Mais ce qui a mis le feu au poudre c’est une alerte émanant de scientifiques de l’Inserm, du CNRS et de l’Inra, parue dans une tribune du journal Libération le 16 avril. Les chercheurs y expliquent que les fongicides de la famille des SDHIs bloquent la respiration des cellules des champignons en agissant sur la succinate déshydrogénase (SDH), une enzyme que l’on trouve aussi chez l’humain. Or des anomalies de son fonctionnement chez l’Homme peut entraîner des encéphalopathies et certains cancers indiquent les chercheurs.

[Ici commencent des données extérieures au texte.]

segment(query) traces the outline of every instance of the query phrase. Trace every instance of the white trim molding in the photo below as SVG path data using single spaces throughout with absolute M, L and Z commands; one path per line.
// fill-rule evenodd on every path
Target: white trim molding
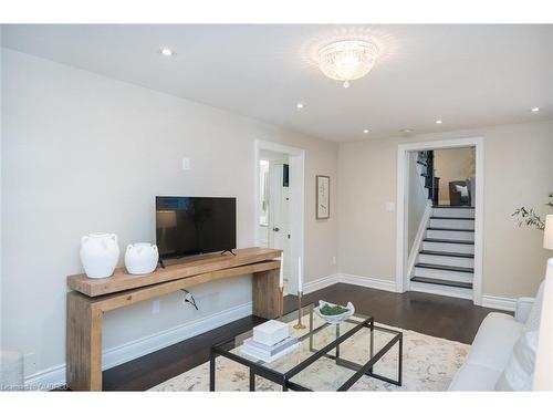
M 384 280 L 380 278 L 353 276 L 351 273 L 341 273 L 340 282 L 366 288 L 374 288 L 376 290 L 397 292 L 396 282 L 394 280 Z
M 273 142 L 255 139 L 253 162 L 253 243 L 259 246 L 259 160 L 262 149 L 288 154 L 290 162 L 290 228 L 293 229 L 290 250 L 292 261 L 298 263 L 298 258 L 305 262 L 305 151 Z M 295 259 L 294 259 L 295 258 Z M 298 269 L 292 267 L 289 280 L 289 290 L 298 291 Z
M 438 148 L 476 147 L 476 204 L 474 204 L 474 278 L 472 301 L 482 304 L 482 252 L 483 252 L 483 204 L 484 204 L 484 146 L 483 137 L 437 139 L 421 143 L 404 143 L 397 147 L 397 216 L 396 216 L 396 290 L 405 292 L 408 287 L 407 252 L 407 168 L 409 152 Z
M 415 235 L 415 240 L 413 241 L 413 247 L 409 252 L 409 257 L 407 258 L 407 280 L 406 289 L 409 289 L 410 278 L 413 276 L 413 269 L 415 268 L 415 262 L 417 261 L 418 252 L 420 251 L 420 246 L 422 245 L 422 239 L 425 239 L 426 228 L 428 226 L 428 221 L 430 220 L 430 216 L 432 215 L 432 203 L 430 200 L 427 201 L 425 212 L 420 218 L 420 224 L 418 225 L 417 235 Z
M 147 335 L 132 342 L 111 347 L 102 353 L 102 370 L 138 359 L 171 344 L 206 333 L 221 325 L 243 319 L 252 313 L 252 303 L 240 304 L 209 317 L 194 320 L 174 328 Z M 25 388 L 50 391 L 65 385 L 65 364 L 49 367 L 25 377 Z
M 323 288 L 334 286 L 340 282 L 340 274 L 335 273 L 328 277 L 319 278 L 314 281 L 305 282 L 303 284 L 303 293 L 309 294 L 310 292 L 322 290 Z
M 517 309 L 517 300 L 507 297 L 482 295 L 482 307 L 503 311 L 514 311 Z
M 331 287 L 338 282 L 352 286 L 374 288 L 376 290 L 396 292 L 396 283 L 394 280 L 384 280 L 380 278 L 372 278 L 372 277 L 361 277 L 351 273 L 335 273 L 305 283 L 303 288 L 303 293 L 309 294 L 310 292 L 321 290 L 326 287 Z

Deux jours plus tard, l’Anses a indiqué dans un communiqué qu’elle allait mettre en place un groupe d’experts dédiés pour auditionner les auteurs de cette alerte et examiner les éléments qu’ils évoquent au regard de la littérature scientifique et des données issue de la pharmacovigilance.

Un groupe d'experts dédiés

L’Anses rappelle toutefois que « comme l’ensemble des substances actives phytopharmaceutiques, les SDHI ont fait l’objet avant leur approbation au niveau européen et la mise sur le marché par les Etats-Membres des produits les contenant d’une évaluation de leur toxicité pour les mammifères ainsi que des risques potentiels que représentent leurs usages ». De son côté BASF a publié un communiqué le 25 avril dans lequel la firme précise qu’à ce jour « il n’y a aucune donnée scientifique nouvelle permettant de remettre en cause la sécurité des SDHIs ».

Des affirmations non justifiées selon BASF

La firme souligne que les affirmations sur les effets néfastes des SDHIs sur l’Homme ne sont pas justifiés. « Ces effets observés lors d’essais in vitro sont connus depuis de nombreuses années mais leur transposition directe à l’Homme n’est cependant pas fondée. En effet, les produits issus de cette famille de fongicides, dans le cas où ils seraient absorbés par l’organisme, se dégradent largement chez les mammifères en métabolites qui ne présentent plus les mêmes effets et son rapidement éliminés ». Ces propos suffiront-ils à apaiser les choses ? L’avenir le dira.